Maryland Time to Care Act of 2022
On April 9, 2022, Maryland became the most recent state to enact a paid family leave law with the passing of the Time to Care Act of 2022 (the “Time to Care Act”). This law will provide up to 12 weeks of paid leave (up to 24 weeks in certain situations) to covered individuals for specific qualifying reasons.
Eligible leave under the Time to Care Act will be paid from a fund called the Family and Medical Leave Insurance fund (the “Fund”), which shall be administered by the Maryland Secretary of Labor. The Fund shall consist of money received from different sources including employee contributions, self-employed individual contributions, and employer contributions.
Commencing on October 1, 2023, all employees and employers with 15 or more employees will be required to make contributions to the Fund. In addition, self-employed individuals who elect to participate in the program will be required to make contributions to the Fund commencing on that date. These contributions, which are in essence a payroll tax, will be used to pay for the leave benefits under the law.
To be eligible to receive benefits under the Time to Care Act, an employee must have worked at least 680 hours over the 12-month period immediately preceding the date on which leave is to commence.
Beginning January 1, 2025, a covered individual (which is defined under the statute to include both covered employees and self-employed individuals who elect to participate in the program) will be able to submit a claim for benefits under the Time to Care Act when a qualifying event occurs. The benefits provided under the law can be used by a covered individual to:
1. Care for a newborn child or a child newly placed for adoption, foster care, or kinship care with a covered individual during the first year after the birth, adoption, or placement; Care for a family member with a serious health condition;
2. Care for a family member with a serious health condition;
3. Attend to a serious health condition that results in the covered individual being unable to perform the functions of the covered individual’s position;
4. Care for a service member with a serious health condition resulting from military service who is the covered individual’s next of kin; or
5. Attend to a qualifying exigency arising out of the deployment of a service member who is a family member of the covered individual.
Covered individuals receiving benefits under the Time to Care Act will be paid a benefit amount that is determined on a case-by-case basis between $50 and $1,000 per week. The maximum amount of benefits, initially set at $1,000 per week, is subject to adjustment during each succeeding 12-month period beginning on January 1, 2025 based upon the annual percentage growth in the Consumer Price Index for all urban consumers for the Washington-Arlington-Alexandria, DC-VA-MD-WV metropolitan area or a successor index published by the Federal Bureau of Labor Statistics.

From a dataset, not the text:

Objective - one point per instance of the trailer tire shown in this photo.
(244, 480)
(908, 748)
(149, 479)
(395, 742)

Before a covered individual can receive benefits under the Time to Care Act, he or she must first exhaust all employer provided leave that is not required to be provided under the law.
Benefits under the Time to Care Act may be taken by a covered individual continuously or an intermittent basis.

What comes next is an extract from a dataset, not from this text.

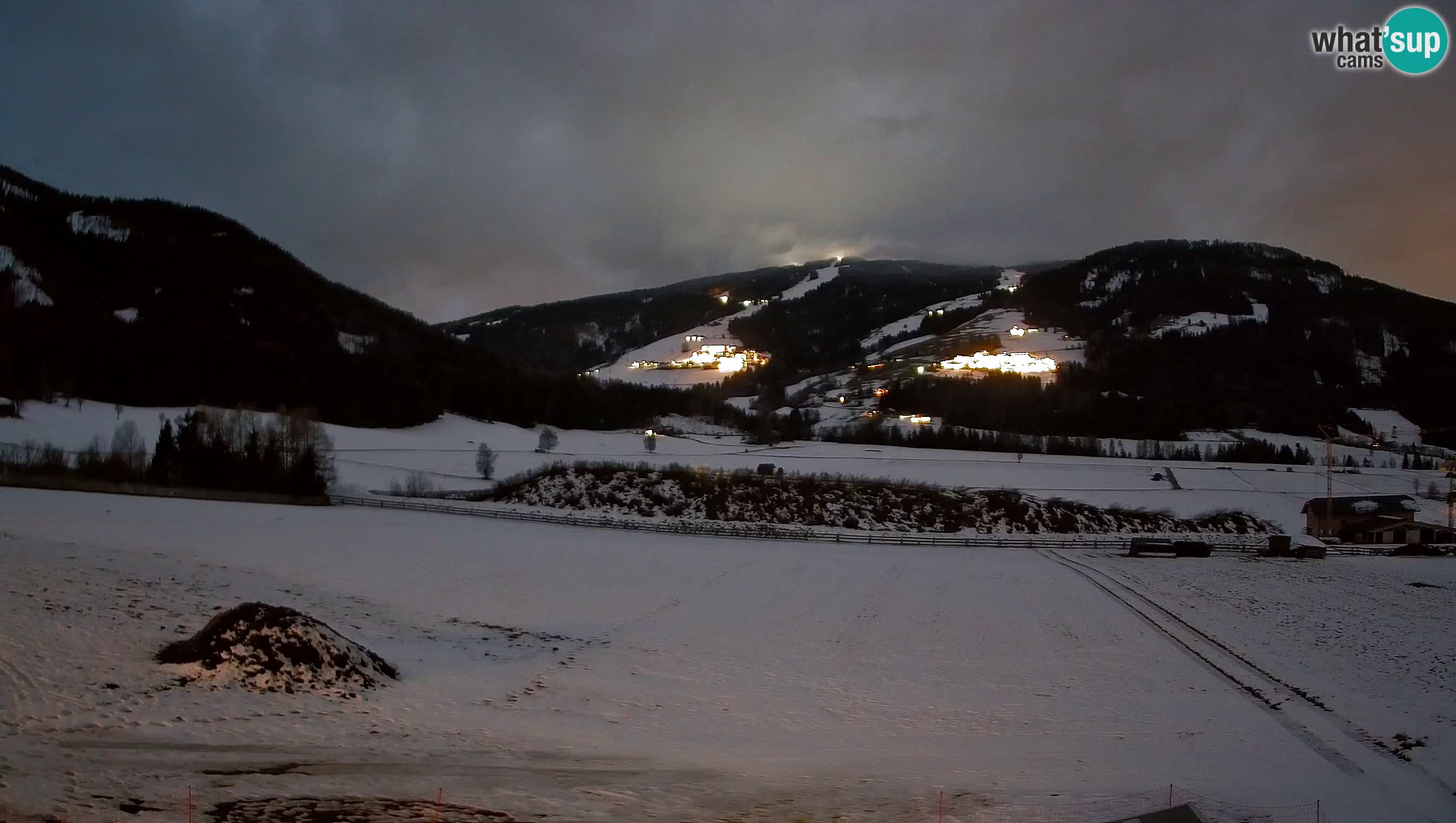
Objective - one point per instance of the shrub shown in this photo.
(485, 462)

Leave under the Time to Care Act is job protected. With limited exceptions, if a covered employee receives benefits under the Time to Care Act or takes leave from work for which benefits may be paid under the law, then his or her employer must restore the covered employee to an equivalent position of when the covered leave ends.
There are certain notice requirements under the Time to Care Act. Employers are required to provide written notice to each employee of the employee’s rights and duties under the Time to Care Act at the time of hire and annually thereafter. Further, when an employee requests leave under the Time to Care Act or when an employer knows that an employee’s leave may be covered under the statute, the employer must notify the employee of his or her eligibility to take leave for which benefits may be paid under the law within 5 business days.

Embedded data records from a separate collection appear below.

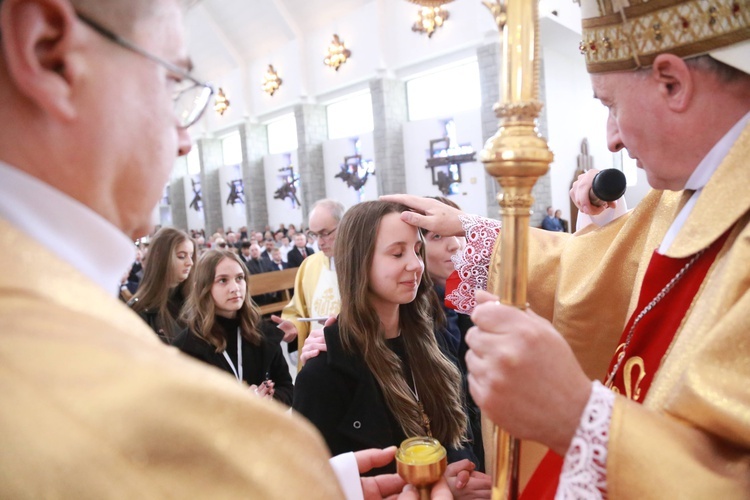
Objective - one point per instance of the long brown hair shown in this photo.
(158, 275)
(438, 380)
(199, 313)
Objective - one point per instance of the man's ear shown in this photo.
(37, 37)
(675, 81)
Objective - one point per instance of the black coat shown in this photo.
(340, 396)
(294, 257)
(257, 361)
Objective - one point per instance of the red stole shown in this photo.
(650, 341)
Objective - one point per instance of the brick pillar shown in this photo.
(254, 146)
(488, 58)
(177, 194)
(312, 131)
(389, 113)
(212, 159)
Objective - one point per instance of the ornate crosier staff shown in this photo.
(516, 156)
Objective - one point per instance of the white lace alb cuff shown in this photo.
(584, 473)
(473, 262)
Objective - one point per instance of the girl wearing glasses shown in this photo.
(224, 328)
(384, 377)
(161, 294)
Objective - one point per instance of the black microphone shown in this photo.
(609, 185)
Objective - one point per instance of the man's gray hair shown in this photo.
(334, 207)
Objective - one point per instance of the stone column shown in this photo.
(212, 159)
(254, 140)
(389, 113)
(177, 194)
(312, 131)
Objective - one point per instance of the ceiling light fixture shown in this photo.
(430, 17)
(271, 81)
(221, 104)
(337, 53)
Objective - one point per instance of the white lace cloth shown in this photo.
(584, 473)
(473, 263)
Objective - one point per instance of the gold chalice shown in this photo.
(421, 462)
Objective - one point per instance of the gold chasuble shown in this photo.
(95, 406)
(687, 433)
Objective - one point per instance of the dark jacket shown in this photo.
(294, 258)
(340, 396)
(257, 361)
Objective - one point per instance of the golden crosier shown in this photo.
(516, 156)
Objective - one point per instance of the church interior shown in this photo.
(358, 98)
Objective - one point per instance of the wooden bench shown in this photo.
(273, 282)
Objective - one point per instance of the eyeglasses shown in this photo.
(190, 101)
(323, 234)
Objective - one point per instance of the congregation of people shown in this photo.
(627, 372)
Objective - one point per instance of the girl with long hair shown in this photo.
(161, 294)
(383, 377)
(224, 328)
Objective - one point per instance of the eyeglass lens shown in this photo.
(190, 104)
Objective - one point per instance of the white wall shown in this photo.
(472, 197)
(281, 212)
(334, 152)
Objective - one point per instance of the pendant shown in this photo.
(425, 419)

An employer may seek an exemption from and satisfy the requirements of the Time to Care Act if the employer provides a private employer plan consisting of employer-provided benefits, insurance, or a combination of both. The plan must be offered to all eligible employees and must meet or exceed the rights, protections, and benefits provided under the Time to Care Act. If an employer wants to seek such an exemption, its private employer plan must be filed with the Maryland Department of Labor for approval.
Given the significance of the Time to Care Act, employers in Maryland should act now to ensure compliance with the law.
Disclaimer: The opinions raised in this blog are solely those of the author. The information contained in this blog is general in nature and is not offered, and cannot be considered as legal advice for any particular situation.